Tidyverse Exercises in R: 50 Real-World Practice Problems
Fifty cross-package practice problems combining dplyr, tidyr, stringr, lubridate, and purrr on real-world workflows. The intermediate sweet spot where you have to pick the right verb from the right package and chain them. Hidden solutions.
Section 1. Reshape and wrangle (8 problems)
Exercise 1.1: Wide to long
Scenario: You receive quarterly sales as a wide table with columns Q1-Q4. Pivot to long format with columns region, quarter, sales.
Difficulty: Beginner
Click to reveal solution
Explanation: pivot_longer collapses wide columns into 2: a names column and a values column. cols accepts tidyselect (Q1:Q4, starts_with("Q"), where(is.numeric), etc.).

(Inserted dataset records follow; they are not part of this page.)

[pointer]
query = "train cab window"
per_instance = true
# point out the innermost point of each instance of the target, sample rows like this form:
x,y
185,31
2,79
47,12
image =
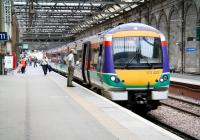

Exercise 1.2: Long to wide
Scenario: Same data, opposite direction. Take a long table of (region, quarter, sales) and pivot to one column per quarter.
Difficulty: Beginner
Click to reveal solution
Explanation: pivot_wider goes the other way: each unique value of names_from becomes a new column, with the values_from values placed in.
Exercise 1.3: Separate a combined column
Scenario: A column named full_name contains "Last, First" entries. Split into last and first.
Difficulty: Intermediate
Click to reveal solution
Explanation: separate_wider_delim (tidyr 1.3+) splits by a fixed delimiter into the named columns. Older separate() still works but is superseded.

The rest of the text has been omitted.